I am by no means a cook. I attempt and enjoy baking but cooking has never been my specialty so I was pleasantly surprised to try a new pizza recipe tonight that came out amazing. Aiden, Chris and Mike all commented and raved about which could be a first. The trick is totally in preheating your oven as recommended AND your baking stone. Something so simple yet makes such a difference. This recipe is a keeper in our family for sure. If you’re still in search of a satisfying pizza crust, give this one a whirl.
I loaded my bread machine with all ingredients, started it up, preheated my oven and pizza stone to 500 and waited. The result, fluffy, puffy, crunchy pizza crust. The best of everything. Enjoy!
Perfect Pizza Dough
1/2 cup warm water
2 1/4 tsp. instant yeast
4 cups (22 oz.) bread flour, plus more for dusting
1 1/2 tsp. salt
1 1/4 cup water, at room temperature
2 tbsp. extra-virgin olive oil
Measure the warm water into a 2-cup liquid measuring cup. Sprinkle the yeast over the top. In the bowl of a stand mixer fitted with the paddle attachment, combine the bread flour and salt, mixing briefly to blend. Measure the room temperature water into the measuring cup with the yeast-water mixture. With the mixer on low speed, pour in the yeast mixture, as well as the olive oil. Mix until a cohesive dough is formed. Switch to the dough hook. Knead on low speed until smooth and elastic, about 5 minutes. Transfer to a lightly oiled bowl, turning once to coat. Cover with clean kitchen towel and let rise until doubled in bulk, about 1 hour.

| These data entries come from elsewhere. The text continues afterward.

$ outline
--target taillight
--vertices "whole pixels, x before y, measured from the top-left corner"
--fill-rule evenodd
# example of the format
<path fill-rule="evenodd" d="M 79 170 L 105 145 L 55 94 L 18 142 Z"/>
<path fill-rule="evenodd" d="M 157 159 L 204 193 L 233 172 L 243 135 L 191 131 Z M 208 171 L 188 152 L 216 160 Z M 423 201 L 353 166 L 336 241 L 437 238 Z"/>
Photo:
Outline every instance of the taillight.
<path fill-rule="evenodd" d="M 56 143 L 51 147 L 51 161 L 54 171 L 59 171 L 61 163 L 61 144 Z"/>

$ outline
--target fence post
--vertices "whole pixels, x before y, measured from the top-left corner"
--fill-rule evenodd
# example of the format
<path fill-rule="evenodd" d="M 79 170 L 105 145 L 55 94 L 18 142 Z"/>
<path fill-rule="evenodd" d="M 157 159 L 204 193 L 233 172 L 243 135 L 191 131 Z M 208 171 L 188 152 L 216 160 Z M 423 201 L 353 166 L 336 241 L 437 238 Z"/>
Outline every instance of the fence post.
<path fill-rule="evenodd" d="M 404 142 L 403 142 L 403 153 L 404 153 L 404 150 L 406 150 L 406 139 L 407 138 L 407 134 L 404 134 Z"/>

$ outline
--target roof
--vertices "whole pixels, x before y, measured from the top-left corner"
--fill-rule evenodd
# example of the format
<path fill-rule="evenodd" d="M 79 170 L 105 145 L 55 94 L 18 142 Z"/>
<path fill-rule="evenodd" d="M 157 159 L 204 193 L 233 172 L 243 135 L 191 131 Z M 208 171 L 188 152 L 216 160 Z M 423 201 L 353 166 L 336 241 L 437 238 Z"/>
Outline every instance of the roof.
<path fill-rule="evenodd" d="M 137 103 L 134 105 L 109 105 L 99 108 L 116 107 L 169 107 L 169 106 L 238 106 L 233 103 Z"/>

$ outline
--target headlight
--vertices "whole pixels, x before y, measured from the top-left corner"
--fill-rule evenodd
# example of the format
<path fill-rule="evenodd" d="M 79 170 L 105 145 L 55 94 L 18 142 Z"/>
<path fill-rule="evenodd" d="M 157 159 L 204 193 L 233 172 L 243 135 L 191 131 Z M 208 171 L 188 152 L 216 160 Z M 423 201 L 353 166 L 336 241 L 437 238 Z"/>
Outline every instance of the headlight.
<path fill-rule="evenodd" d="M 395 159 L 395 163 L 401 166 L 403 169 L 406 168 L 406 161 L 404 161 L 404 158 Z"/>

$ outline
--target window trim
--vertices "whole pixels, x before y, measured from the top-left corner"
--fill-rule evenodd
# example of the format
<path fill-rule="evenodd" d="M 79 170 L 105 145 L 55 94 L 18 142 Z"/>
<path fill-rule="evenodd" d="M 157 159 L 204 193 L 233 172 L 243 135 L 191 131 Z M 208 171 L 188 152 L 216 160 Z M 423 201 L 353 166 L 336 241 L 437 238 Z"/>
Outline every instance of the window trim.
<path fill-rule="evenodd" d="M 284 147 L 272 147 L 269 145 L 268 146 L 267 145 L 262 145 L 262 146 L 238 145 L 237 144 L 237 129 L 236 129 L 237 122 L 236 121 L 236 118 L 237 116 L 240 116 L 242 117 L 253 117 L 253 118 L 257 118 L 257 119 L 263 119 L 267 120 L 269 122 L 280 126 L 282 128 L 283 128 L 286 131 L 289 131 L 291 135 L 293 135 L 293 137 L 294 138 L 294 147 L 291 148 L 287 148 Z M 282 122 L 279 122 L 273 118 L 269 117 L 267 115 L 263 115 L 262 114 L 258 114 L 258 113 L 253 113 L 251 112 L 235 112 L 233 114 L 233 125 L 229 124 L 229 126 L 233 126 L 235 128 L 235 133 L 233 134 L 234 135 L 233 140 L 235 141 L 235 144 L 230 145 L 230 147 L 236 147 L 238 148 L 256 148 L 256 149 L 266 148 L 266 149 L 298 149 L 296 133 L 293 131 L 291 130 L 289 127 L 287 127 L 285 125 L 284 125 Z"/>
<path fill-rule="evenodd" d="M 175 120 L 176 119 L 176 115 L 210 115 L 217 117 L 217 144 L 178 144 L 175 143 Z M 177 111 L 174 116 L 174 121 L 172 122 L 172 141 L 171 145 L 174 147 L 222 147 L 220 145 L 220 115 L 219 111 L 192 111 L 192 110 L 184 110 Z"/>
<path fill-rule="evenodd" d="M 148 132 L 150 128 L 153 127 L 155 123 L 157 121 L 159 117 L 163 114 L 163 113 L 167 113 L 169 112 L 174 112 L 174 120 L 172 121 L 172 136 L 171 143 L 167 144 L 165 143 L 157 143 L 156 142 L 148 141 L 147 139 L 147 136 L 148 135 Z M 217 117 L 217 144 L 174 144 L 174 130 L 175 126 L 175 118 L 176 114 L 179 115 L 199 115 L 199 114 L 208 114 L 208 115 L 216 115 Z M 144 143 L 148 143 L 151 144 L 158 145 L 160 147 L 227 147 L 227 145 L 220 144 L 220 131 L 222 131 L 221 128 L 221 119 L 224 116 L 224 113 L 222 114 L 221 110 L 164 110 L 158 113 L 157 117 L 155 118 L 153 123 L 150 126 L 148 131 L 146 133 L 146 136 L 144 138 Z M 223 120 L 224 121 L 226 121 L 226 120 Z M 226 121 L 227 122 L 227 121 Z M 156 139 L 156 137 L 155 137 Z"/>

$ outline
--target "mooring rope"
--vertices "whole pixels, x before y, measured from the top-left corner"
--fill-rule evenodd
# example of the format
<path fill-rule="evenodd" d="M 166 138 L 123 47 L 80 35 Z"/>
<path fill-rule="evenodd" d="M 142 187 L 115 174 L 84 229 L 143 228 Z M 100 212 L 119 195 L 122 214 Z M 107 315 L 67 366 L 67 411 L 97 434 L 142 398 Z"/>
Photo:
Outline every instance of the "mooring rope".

Press down the dough to deflate it. Transfer the dough to a lightly floured work surface. Divide the dough into two equal pieces. Form each piece of dough into a smooth, round ball. Cover with a clean kitchen towel. Let the dough relax for 20 minutes.
To bake, preheat the oven and pizza stone to 500* F for at least 30 minutes. Transfer the dough to your shaping surface, lightly sprinkled with cornmeal. Shape the dough with lightly floured hands. Brush the outer edge lightly with olive oil. Top as desired. Bake until the crust is golden brown, and cheese is bubbling, 8-12 minutes.